10 key challenges of the Connected Car
Tuesday, 25 June 2013
The Connected Car Industry Report takes a deep look into an ever-growing industry that alongside the vast opportunities it offers will have to face a series of challenges. As seen in the report, these can be summed up in the following 10 points.
There is a disconnect between mobile and automotive industry lifecycles
Automotive OEM manufacturers work on 5 year cycles as opposed to the constant operating system upgrades and new applications we have at our disposal. The difference in lifecycles between both industries is starting to be tackled by some manufacturers through taking a modular approach to the technologies they have deployed in their vehicles.
Automotive OEMS fully prepared for connectivity regulation
Vehicle manufactures are already prepared to comply with regulation mandatories such as the e-Call, although to what extent and when these requirements will be implemented remains unknown.
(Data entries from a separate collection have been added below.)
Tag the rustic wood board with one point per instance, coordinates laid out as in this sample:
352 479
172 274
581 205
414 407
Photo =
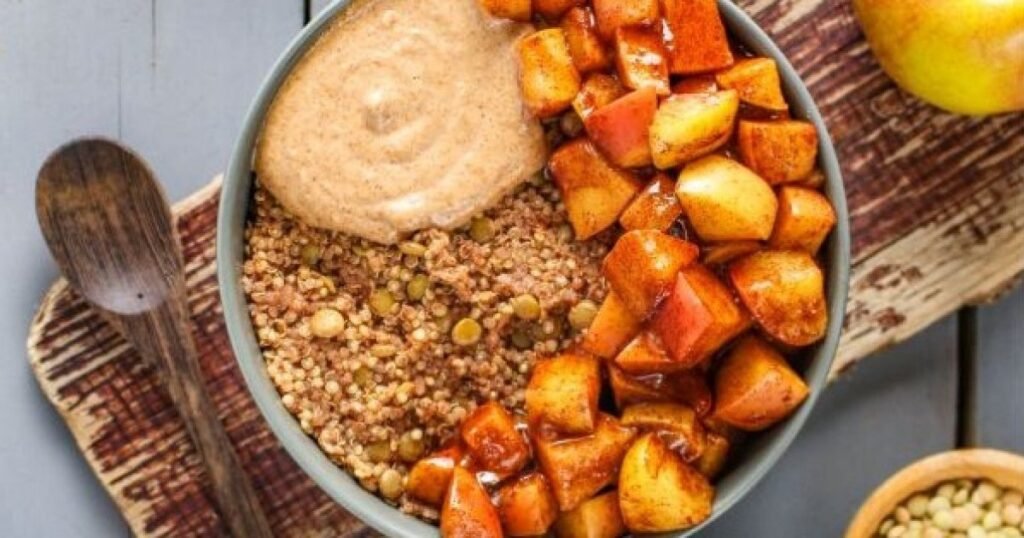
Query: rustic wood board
937 208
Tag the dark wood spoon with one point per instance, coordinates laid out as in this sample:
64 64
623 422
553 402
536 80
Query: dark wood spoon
110 228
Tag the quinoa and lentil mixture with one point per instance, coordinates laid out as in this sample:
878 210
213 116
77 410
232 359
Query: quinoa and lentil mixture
380 352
Built-in vs brought-in connectivity
The Connected Car industry is still divided between dedicated connections or smartphone tethering. The pros and cons of built-in vs brought-in connectivity or a combination of both are still fueling a debate about how to connect the car.
Collaborative business models must be developed between operators and OEMs
Mobile operators are key to supporting automotive OEMs with connectivity solutions. However, objectives between the two vary creating challenges such as overcoming the permanent roaming prohibition in some countries.
Connected car will cause an upheaval in the traditional dealership model
It is of upmost importance to continue working on the relationship between automotive manufacturers and dealers to ultimately benefit the customer.
Connected car will lead to new types of ownership model being developed
Car sharing is just one example of the many forms of mobility and car ownership models that the connected lifestyle and Connected Car will bring.
Autonomous vehicles are not on the immediate agenda for most OEMs
Semi-autonomous vehicles are certainly on the horizon, but autonomous vehicles based on autonomous driving technologies or vehicle-to-vehicle and vehicle-to-infrastructure solutions are still on the long-term roadmap.
Payment models for how consumers pay for connected car services are still not yet developed
Connected Car services entail added costs which automotive OEMs will need to justify to the customer who is used to a one-off payment when purchasing a car.
Manufacturers remain cautious towards the open app ecosystem
Due to security and reliability issues, innovation in Connected Cars will be more restricted in comparison with the smartphone app market.
A connected lifestyle is a given
The report stresses that the Connected Car is no longer an option but a necessity which meets customers’ expectations of continuous connectivity.